J'écoute un peu les moines malheureusement sans avoir le droit d'entrer assister à la méditation et dépose une pièce de 50 yen dans les mains de la statue du maître zen Kodo Sawaki avant de gravir les marches qui me conduisent vers le petit guichet qui marque l'entrée du cimetière à proprement parler.
Là une gamine qui doit avoir 16 balais m'explique que pour honorer les 47 je dois acheter un lot de bâtonnets d'encens et en déposer un sur chaque stèle.
300 yen pour honorer des gaillards comme on n'en voit plus, clairement c'est donné !
Malgré la pluie les bâtonnets se consument parfaitement sur chacune des 48 stèles.
Parce que même si le lieux a un côté touristique qui attire les étrangers l'endroit est également un lieu de recueillement pour les habitants du quartier et plus généralement des japonais : le nombre de bâtons déjà placés sur les tombes témoigne de l'intérêt que continue de susciter l'endroit aujourd'hui encore.
Tandis que la fumée s'élève et que je m'applique à saluer et à faire en sorte que chaque ronin ait son bâton je lis le nom et l'âge de chaque samouraï.
Sans être aussi choquant que les âges des jeunes tombés en Normandie je suis surpris de voir que beaucoup avaient la trentaine, que le plus vieux allait sur ses 78 balais et que le plus jeune n'avait que 16 ans.
Au passage non je n'ai pas fumé un bâtonnet qui me restait avant d'écrire ce paragraphe car j'ai bien dit qu'il y avait 48 tombes et pas 47.
Petit point historique donc : en 1701 après avoir subi trop longtemps les insultes et les provocations du seigneur Kira Yoshinaka, le daimyo Asano Naganori blesse ce dernier légèrement mais l'injure est suffisante pour pousser le shogun à ordonner à Asano de se suicider par seppuku (hara-kiri pour les intimes).

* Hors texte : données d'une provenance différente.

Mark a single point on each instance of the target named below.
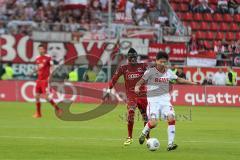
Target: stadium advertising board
(181, 94)
(175, 51)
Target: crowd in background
(21, 16)
(223, 6)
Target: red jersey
(43, 67)
(132, 74)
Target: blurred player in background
(159, 106)
(44, 63)
(132, 73)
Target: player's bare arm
(184, 81)
(138, 85)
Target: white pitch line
(112, 139)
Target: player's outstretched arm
(138, 85)
(184, 81)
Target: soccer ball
(153, 144)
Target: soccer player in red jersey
(132, 73)
(43, 69)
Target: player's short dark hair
(161, 55)
(40, 45)
(132, 52)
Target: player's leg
(131, 113)
(153, 116)
(169, 113)
(46, 92)
(37, 114)
(142, 106)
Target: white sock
(171, 133)
(146, 129)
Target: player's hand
(137, 90)
(107, 94)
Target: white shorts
(156, 110)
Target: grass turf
(210, 133)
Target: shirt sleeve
(146, 75)
(172, 76)
(115, 77)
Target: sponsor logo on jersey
(161, 79)
(133, 76)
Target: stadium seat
(237, 35)
(198, 17)
(234, 27)
(204, 26)
(217, 17)
(237, 18)
(212, 2)
(187, 16)
(219, 36)
(229, 36)
(183, 7)
(200, 35)
(214, 26)
(194, 25)
(175, 7)
(208, 17)
(223, 27)
(227, 18)
(210, 35)
(207, 44)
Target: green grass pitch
(211, 133)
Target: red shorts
(140, 103)
(42, 86)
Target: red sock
(148, 135)
(54, 104)
(130, 122)
(38, 107)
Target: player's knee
(153, 122)
(37, 97)
(171, 119)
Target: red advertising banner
(181, 94)
(198, 74)
(22, 49)
(176, 51)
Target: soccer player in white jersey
(158, 80)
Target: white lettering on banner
(60, 95)
(190, 98)
(23, 69)
(174, 95)
(219, 98)
(10, 42)
(22, 48)
(23, 91)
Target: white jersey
(158, 84)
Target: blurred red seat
(187, 16)
(219, 36)
(234, 27)
(183, 7)
(200, 35)
(223, 27)
(237, 35)
(194, 25)
(210, 35)
(237, 18)
(217, 17)
(207, 44)
(227, 18)
(213, 26)
(204, 26)
(229, 36)
(198, 17)
(208, 17)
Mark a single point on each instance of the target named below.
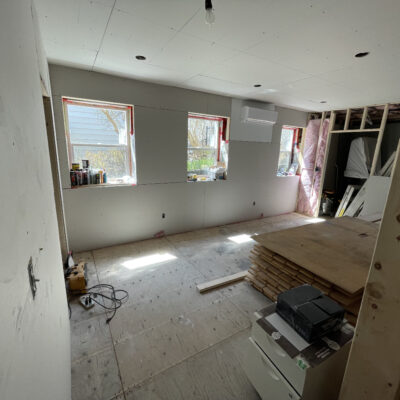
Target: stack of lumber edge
(272, 272)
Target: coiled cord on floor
(112, 298)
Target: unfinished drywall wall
(102, 216)
(34, 334)
(390, 140)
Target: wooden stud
(203, 287)
(379, 142)
(364, 118)
(372, 370)
(332, 121)
(347, 120)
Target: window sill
(100, 185)
(209, 181)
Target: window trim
(99, 104)
(221, 131)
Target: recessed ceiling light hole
(362, 54)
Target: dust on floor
(168, 342)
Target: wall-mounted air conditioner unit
(258, 116)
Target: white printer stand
(281, 365)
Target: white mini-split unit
(258, 116)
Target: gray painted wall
(103, 216)
(34, 334)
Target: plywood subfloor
(169, 341)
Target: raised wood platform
(333, 256)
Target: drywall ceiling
(301, 52)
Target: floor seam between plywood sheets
(112, 339)
(146, 380)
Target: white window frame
(94, 103)
(219, 140)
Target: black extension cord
(112, 302)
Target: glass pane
(201, 160)
(284, 161)
(96, 125)
(203, 133)
(113, 160)
(286, 139)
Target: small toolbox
(309, 312)
(77, 277)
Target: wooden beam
(332, 121)
(372, 370)
(379, 142)
(364, 118)
(356, 130)
(226, 280)
(347, 120)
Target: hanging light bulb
(210, 16)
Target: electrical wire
(112, 301)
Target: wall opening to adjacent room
(288, 162)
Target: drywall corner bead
(2, 113)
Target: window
(208, 142)
(101, 133)
(288, 154)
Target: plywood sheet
(338, 250)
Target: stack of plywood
(334, 256)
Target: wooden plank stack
(272, 272)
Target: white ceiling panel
(128, 36)
(216, 86)
(77, 23)
(300, 51)
(167, 13)
(249, 70)
(123, 66)
(186, 53)
(70, 55)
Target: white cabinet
(281, 365)
(265, 377)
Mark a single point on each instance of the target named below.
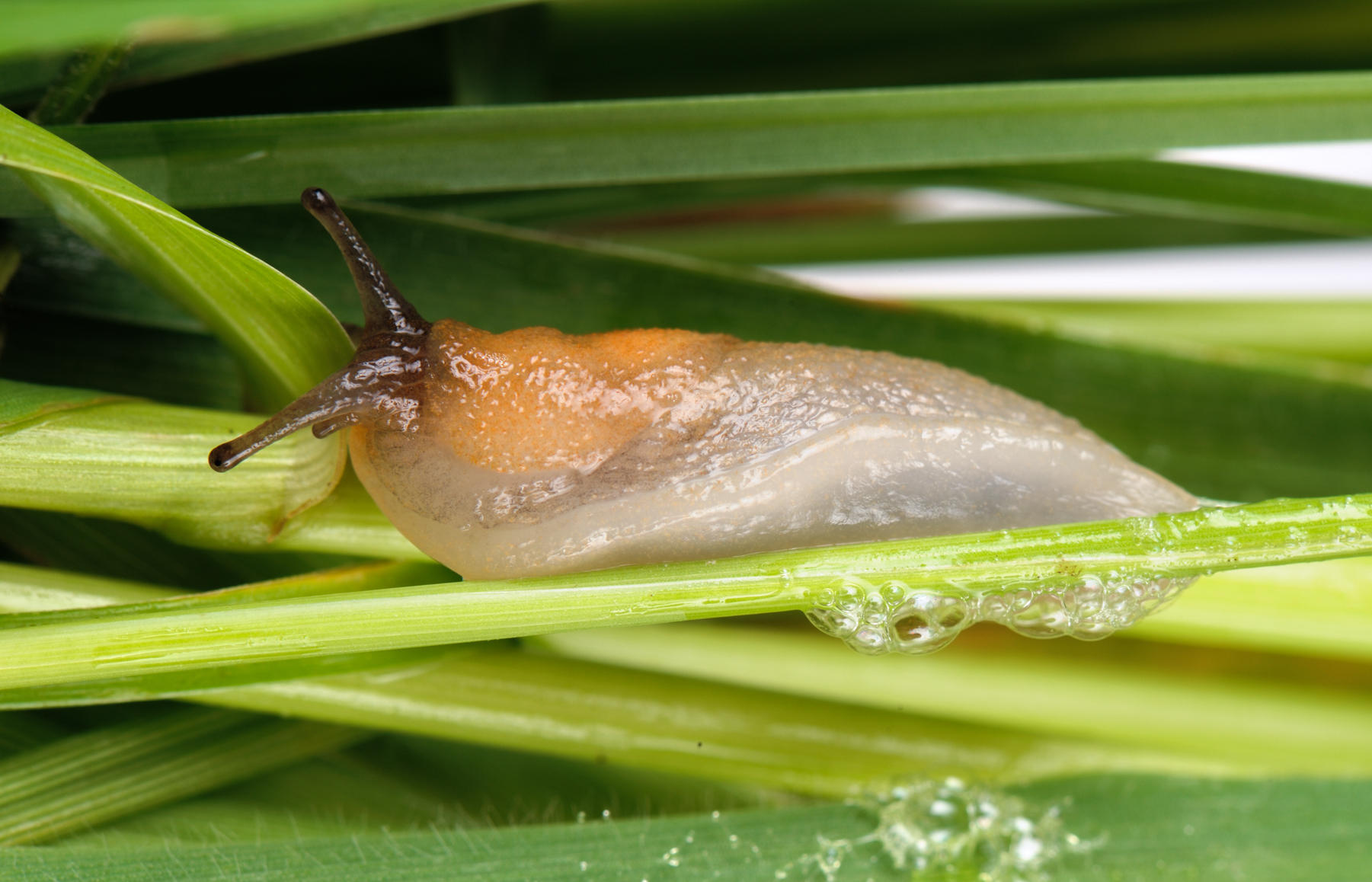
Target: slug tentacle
(380, 383)
(383, 306)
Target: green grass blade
(70, 450)
(1305, 328)
(1272, 716)
(1305, 609)
(630, 717)
(69, 25)
(1165, 829)
(884, 239)
(1118, 553)
(84, 78)
(198, 164)
(104, 774)
(1194, 193)
(283, 337)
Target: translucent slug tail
(328, 406)
(383, 306)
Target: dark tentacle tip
(222, 457)
(317, 200)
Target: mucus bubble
(891, 616)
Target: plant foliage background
(255, 676)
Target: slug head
(383, 380)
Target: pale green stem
(1046, 558)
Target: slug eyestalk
(380, 383)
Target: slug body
(534, 452)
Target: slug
(534, 452)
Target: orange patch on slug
(538, 398)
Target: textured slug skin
(541, 453)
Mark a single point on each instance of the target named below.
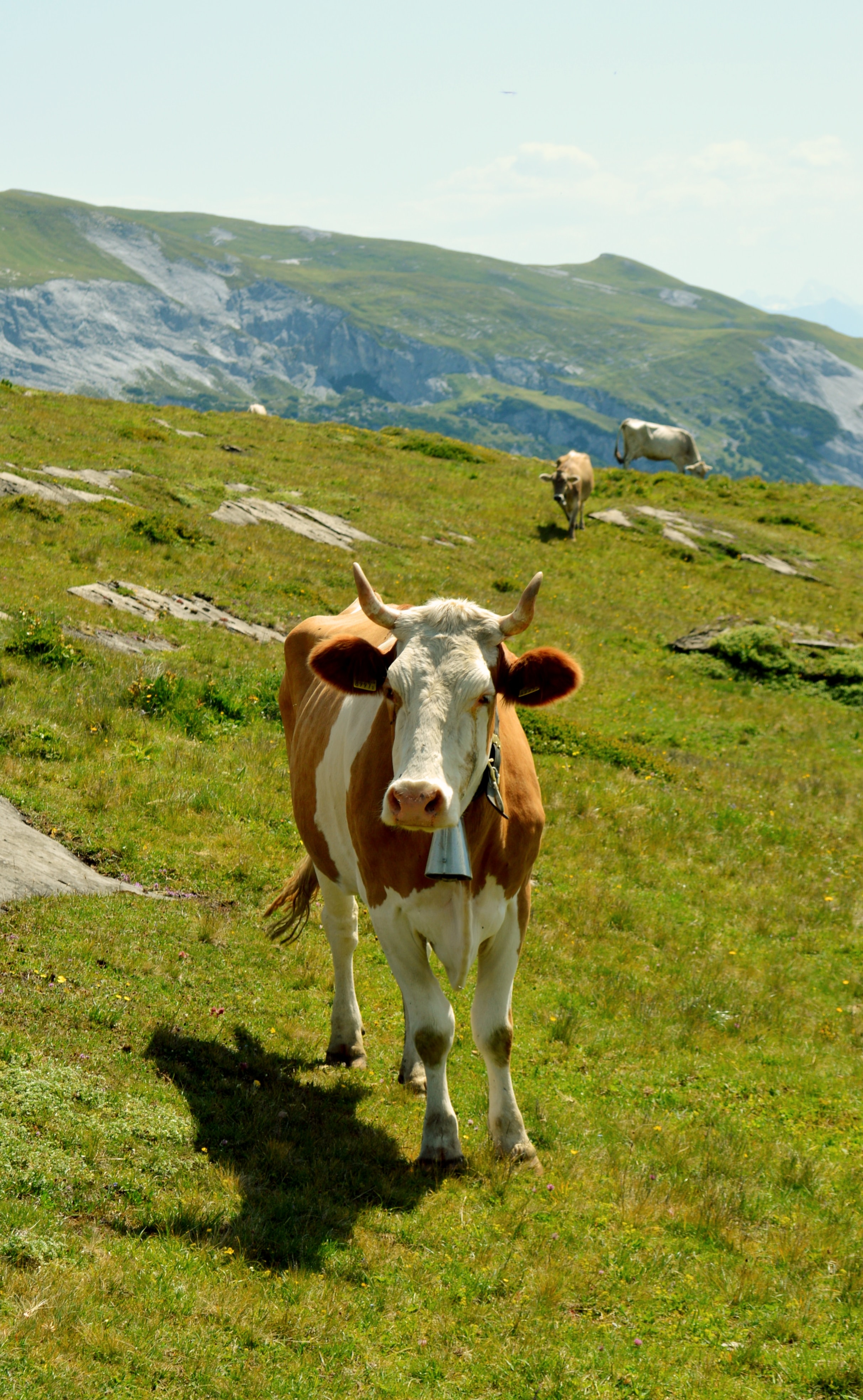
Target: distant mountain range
(215, 313)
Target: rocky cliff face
(182, 334)
(216, 329)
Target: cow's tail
(297, 895)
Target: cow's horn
(523, 614)
(370, 603)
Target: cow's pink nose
(415, 804)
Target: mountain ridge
(209, 311)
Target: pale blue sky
(722, 143)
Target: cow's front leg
(340, 920)
(492, 1025)
(432, 1024)
(412, 1072)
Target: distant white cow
(660, 444)
(573, 483)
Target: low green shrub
(38, 637)
(757, 652)
(36, 509)
(169, 530)
(202, 710)
(761, 653)
(562, 737)
(445, 449)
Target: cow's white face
(442, 702)
(440, 684)
(562, 485)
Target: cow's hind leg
(340, 920)
(432, 1024)
(492, 1025)
(412, 1072)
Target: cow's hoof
(524, 1154)
(352, 1059)
(440, 1162)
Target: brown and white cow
(390, 715)
(659, 443)
(573, 482)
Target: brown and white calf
(573, 482)
(390, 716)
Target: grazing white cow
(659, 443)
(573, 482)
(415, 790)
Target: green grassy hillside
(191, 1204)
(529, 359)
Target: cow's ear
(351, 664)
(540, 677)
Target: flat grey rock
(13, 485)
(679, 538)
(34, 864)
(613, 517)
(701, 639)
(90, 475)
(148, 604)
(129, 643)
(302, 520)
(778, 566)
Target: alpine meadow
(192, 1203)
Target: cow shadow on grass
(551, 532)
(307, 1165)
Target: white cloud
(726, 215)
(827, 150)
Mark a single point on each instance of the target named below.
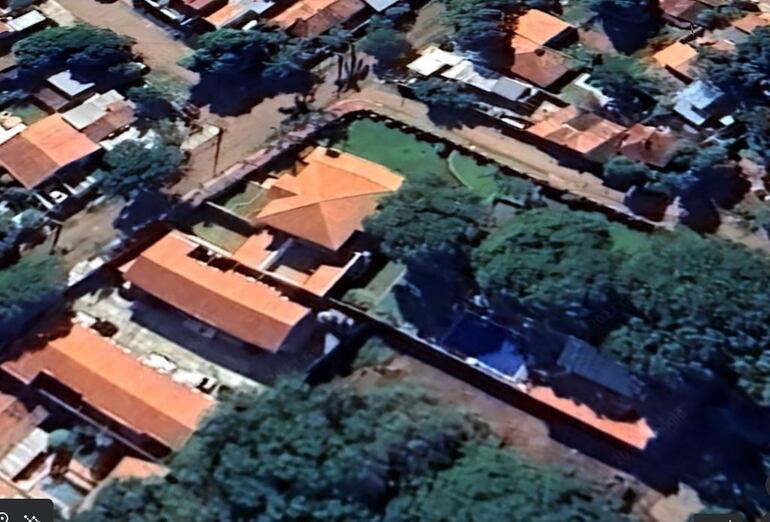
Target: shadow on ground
(233, 95)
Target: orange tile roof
(537, 64)
(117, 116)
(677, 56)
(17, 421)
(225, 14)
(328, 200)
(115, 384)
(540, 27)
(748, 23)
(574, 129)
(133, 468)
(242, 307)
(314, 17)
(44, 147)
(636, 434)
(258, 248)
(649, 145)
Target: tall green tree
(687, 299)
(24, 287)
(78, 47)
(745, 73)
(427, 216)
(332, 453)
(133, 167)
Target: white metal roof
(67, 84)
(92, 109)
(26, 21)
(433, 59)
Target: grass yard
(414, 158)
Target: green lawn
(394, 149)
(406, 154)
(481, 179)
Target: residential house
(678, 59)
(650, 145)
(596, 380)
(537, 64)
(700, 103)
(90, 377)
(544, 29)
(44, 149)
(751, 21)
(294, 262)
(534, 33)
(578, 131)
(327, 201)
(70, 87)
(498, 89)
(211, 288)
(238, 12)
(102, 115)
(682, 13)
(311, 18)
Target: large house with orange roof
(536, 34)
(578, 131)
(327, 202)
(85, 373)
(43, 149)
(214, 289)
(311, 18)
(123, 415)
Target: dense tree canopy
(232, 51)
(24, 286)
(427, 216)
(78, 47)
(384, 41)
(623, 79)
(745, 73)
(335, 454)
(686, 299)
(134, 167)
(443, 94)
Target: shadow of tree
(236, 94)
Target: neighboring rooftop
(536, 64)
(541, 28)
(649, 145)
(115, 384)
(583, 132)
(311, 18)
(328, 200)
(40, 150)
(678, 58)
(225, 299)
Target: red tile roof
(311, 18)
(329, 199)
(44, 147)
(115, 384)
(583, 132)
(118, 115)
(637, 434)
(240, 306)
(649, 145)
(541, 27)
(537, 64)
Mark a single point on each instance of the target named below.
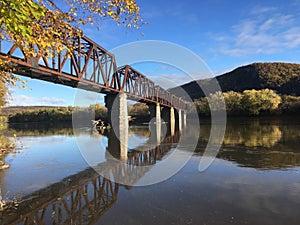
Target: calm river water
(255, 178)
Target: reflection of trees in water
(253, 135)
(40, 129)
(263, 144)
(6, 146)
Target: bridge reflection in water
(82, 198)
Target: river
(254, 179)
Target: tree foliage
(51, 27)
(284, 78)
(250, 102)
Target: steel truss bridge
(90, 67)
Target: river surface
(254, 179)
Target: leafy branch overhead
(52, 27)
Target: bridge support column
(184, 118)
(180, 119)
(118, 119)
(155, 112)
(172, 121)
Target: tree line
(249, 103)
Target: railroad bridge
(90, 67)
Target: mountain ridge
(282, 77)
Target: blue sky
(224, 34)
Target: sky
(224, 34)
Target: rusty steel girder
(89, 66)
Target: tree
(233, 102)
(43, 23)
(256, 101)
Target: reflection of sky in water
(49, 159)
(135, 141)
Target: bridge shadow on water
(82, 198)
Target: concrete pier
(155, 112)
(172, 121)
(180, 119)
(184, 118)
(118, 118)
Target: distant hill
(6, 111)
(282, 77)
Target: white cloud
(267, 33)
(262, 9)
(24, 100)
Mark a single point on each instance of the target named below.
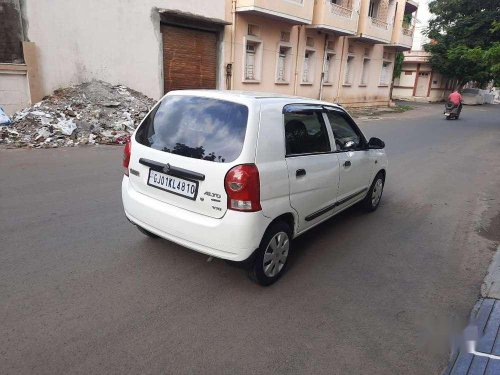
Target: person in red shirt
(456, 99)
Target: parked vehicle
(472, 96)
(238, 175)
(452, 111)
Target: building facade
(418, 82)
(337, 50)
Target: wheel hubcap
(377, 192)
(276, 254)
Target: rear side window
(343, 131)
(305, 133)
(196, 127)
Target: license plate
(175, 185)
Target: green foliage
(398, 65)
(465, 37)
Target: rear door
(355, 159)
(183, 150)
(313, 169)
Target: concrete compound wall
(14, 92)
(115, 41)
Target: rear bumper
(233, 237)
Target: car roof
(252, 96)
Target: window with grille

Se retrouvant sans seigneur à servir ses samouraïs deviennent alors des ronins, des samouraïs sans maître.
47 de ces ronins ont conscience de se trouver en présence d'un cas avant-coureur du bon élève sanctionné pour avoir levé la main sur le petit con qui se moquait sans arrêt quand le prof avait le dos tourné et décident ainsi de laver leur honneur et celui de leur maître en donnant un assaut sur la forteresse de Kira pour lui expliquer que la justice selon la Vème République ce sera que dans trois siècles.
Parvenus à leurs fins après deux années de préparation les ronins apportent la tête de Kira jusqu'à Sengaku-ji et la lavent dans le puits qui s'y trouve (et qui est toujours là aujourd'hui) avant de la déposer devant la tombe d'Asano qui est effectivement enterré au temple.
Considérés alors comme des meurtriers les ronins sont condamnés à mort.
Mais conscient que leur action était une application stricte du bushido visant à laver l'honneur de leur maître et qu'ils étaient conscients de leurs actes le shogun les autorisa à mourir en samouraïs en s'ouvrant le ventre à leur tour puis à être enterrés aux côtés d'Asano.
Aussi le ronin le plus âgé était en fait un ashigaru soit un simple fantassin et il est probable qu'il n'ait pas participé à l'attaque et qu'il ait été envoyé en tant que messager au pays d'Ako (fief du seigneur Asano) pour informer la population de l'action des ronins.
Du fait de son statut plus modeste et de son implication moins importante il fut gracié par le shogun et mourut bien plus tard avant d'être lui aussi mis en terre avec les autres, d'où le fait assez surprenant que l'une des tombes indique 78 ans !
L'histoire des 47 ronins a certainement été un peu romancée (le rôle du dernier ronin est notamment sujet à débat, certains pensent qu'il avait carrément déserté) mais sur le fond les faits restent ceux que je me suis efforcé de synthétiser.
Une histoire de loyauté et d'honneur, et donc une histoire typiquement japonaise qui pour beaucoup illustre l'âme profonde du pays.